Nesse quadro torna-se claro porque a Copersucar, entidade dos produtores paulistas, coordena o Consórcio Internacional de Biotecnologia de Cana-de-Açúcar, ICSB (cuja criação liderou em 1991), que reúne 13 entidades de 9 países e já desenvolveu dezenas de projetos científicos em sua área. E é justamente devido à experiência acumulada nos seis anos de trabalho no Consórcio, que o Centro de Tecnologia de Cana (CTC) da Copersucar deverá desempenhar um papel importante dentro do Projeto Genoma-Cana.

O projeto vem sendo desenhado com características extremamente interessantes. Uma delas é que a utilização da técnica de EST vai permitir a comparação das seqüências obtidas da cana-de-açúcar a outras seqüências de outros produtos depositadas em bancos de dados, gerando informações sobre genes homólogos em espécies diferentes e facilitando a descoberta de novos genes.

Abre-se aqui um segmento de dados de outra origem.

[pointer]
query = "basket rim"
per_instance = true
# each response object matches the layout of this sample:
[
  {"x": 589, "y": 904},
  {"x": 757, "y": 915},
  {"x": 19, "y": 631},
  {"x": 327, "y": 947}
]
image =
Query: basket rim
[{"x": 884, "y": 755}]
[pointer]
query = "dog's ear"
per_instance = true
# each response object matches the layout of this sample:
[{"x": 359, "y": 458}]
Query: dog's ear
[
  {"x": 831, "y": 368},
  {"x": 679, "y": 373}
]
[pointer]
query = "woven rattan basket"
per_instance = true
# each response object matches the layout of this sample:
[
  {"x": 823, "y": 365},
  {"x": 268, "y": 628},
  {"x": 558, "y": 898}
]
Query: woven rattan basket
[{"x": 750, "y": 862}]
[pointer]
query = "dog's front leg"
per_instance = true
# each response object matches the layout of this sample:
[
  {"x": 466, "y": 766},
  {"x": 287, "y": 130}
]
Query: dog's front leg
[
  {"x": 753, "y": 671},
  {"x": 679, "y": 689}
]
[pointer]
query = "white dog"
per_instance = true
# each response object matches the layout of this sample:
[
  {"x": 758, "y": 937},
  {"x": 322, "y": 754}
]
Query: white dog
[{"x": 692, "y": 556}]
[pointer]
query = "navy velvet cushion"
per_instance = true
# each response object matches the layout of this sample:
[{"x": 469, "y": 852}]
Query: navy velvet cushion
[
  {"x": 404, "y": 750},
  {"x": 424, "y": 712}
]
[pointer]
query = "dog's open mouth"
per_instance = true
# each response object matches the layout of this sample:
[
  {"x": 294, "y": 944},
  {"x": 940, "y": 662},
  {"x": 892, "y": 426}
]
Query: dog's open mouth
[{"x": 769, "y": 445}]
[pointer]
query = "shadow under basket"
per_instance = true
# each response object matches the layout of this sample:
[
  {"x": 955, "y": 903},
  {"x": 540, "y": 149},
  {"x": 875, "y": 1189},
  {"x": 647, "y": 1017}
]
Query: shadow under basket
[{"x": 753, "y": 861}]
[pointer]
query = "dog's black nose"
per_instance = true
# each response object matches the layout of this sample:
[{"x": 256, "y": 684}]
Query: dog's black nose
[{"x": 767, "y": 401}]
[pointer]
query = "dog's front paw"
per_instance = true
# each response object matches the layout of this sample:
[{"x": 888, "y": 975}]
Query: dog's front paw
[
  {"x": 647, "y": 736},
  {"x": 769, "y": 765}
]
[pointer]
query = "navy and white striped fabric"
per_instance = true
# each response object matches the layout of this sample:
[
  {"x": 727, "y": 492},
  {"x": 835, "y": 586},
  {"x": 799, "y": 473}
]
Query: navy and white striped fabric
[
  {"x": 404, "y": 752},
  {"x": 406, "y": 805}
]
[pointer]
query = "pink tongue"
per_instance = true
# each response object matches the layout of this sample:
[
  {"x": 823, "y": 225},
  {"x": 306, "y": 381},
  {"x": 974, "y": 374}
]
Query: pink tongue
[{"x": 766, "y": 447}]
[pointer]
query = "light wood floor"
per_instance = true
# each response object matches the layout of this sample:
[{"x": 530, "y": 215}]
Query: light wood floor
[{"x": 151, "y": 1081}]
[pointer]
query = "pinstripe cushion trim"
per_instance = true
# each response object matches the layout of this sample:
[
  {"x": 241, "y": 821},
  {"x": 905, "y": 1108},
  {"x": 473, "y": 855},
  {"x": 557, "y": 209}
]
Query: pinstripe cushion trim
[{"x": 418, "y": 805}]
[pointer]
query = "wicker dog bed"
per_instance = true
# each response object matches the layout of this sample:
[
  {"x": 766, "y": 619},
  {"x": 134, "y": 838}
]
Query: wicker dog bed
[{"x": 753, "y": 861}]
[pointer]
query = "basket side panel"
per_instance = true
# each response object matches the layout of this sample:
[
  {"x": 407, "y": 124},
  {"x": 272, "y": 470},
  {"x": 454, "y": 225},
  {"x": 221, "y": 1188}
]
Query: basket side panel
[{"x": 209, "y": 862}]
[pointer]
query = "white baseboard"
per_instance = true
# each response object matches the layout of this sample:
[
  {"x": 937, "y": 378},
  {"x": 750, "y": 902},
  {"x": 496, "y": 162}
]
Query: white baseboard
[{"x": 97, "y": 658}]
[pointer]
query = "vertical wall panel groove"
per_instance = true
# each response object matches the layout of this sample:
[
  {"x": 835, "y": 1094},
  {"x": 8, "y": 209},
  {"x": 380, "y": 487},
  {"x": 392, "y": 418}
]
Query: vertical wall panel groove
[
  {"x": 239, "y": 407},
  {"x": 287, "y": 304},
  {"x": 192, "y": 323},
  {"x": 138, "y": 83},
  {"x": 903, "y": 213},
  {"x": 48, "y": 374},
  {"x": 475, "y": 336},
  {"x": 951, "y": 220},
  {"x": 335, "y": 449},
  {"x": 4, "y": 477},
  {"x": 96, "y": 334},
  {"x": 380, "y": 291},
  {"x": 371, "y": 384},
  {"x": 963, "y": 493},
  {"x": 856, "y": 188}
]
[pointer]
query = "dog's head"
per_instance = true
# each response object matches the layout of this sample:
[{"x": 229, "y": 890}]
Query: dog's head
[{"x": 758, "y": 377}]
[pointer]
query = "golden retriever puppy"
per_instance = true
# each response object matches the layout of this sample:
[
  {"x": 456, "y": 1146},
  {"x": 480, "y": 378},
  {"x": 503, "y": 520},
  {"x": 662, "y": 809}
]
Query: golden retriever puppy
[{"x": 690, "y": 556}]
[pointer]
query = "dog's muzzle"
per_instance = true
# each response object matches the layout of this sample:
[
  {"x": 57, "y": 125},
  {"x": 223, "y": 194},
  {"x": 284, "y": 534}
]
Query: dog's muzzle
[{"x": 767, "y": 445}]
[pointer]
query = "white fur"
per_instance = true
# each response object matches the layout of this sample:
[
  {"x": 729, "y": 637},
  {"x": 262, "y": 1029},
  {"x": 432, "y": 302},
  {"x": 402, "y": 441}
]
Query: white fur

“Há coisas fascinantes nesse campo. Encontramos, por exemplo, em ESTs de Arabdopsis thaliana, um matinho, o mesmo gene que controla a temperatura em mamíferos. Nessa mesma planta encontramos um gene que é um transportador proto-sódio, ou seja que elimina o sódio no rim, que já havia sido identificado no rim de porco”, relata Paulo Arruda.

É precisamente por conta dessas analogias que o seqüenciamento rápido de genes da cana-de-açúcar expressos na raiz, colmo, folhas, em suma, nas diferentes partes da planta, depois de as seqüências serem comparadas ás de outras plantas, pode levar a um volume extraordinário de novas informações sobre genética vegetal.

A identificação dos genes da cana deverá contribuir para elucidar processos fisiológicos e bioquímicos, tais como os da produção, transporte e armazenamento de açúcares, assimilação de nutrientes e resistência a doenças, e todo esse conhecimento não serve apenas para a planta sob exame no Brasil, mas para os outros projetos genoma de planta em desenvolvimento pelo mundo.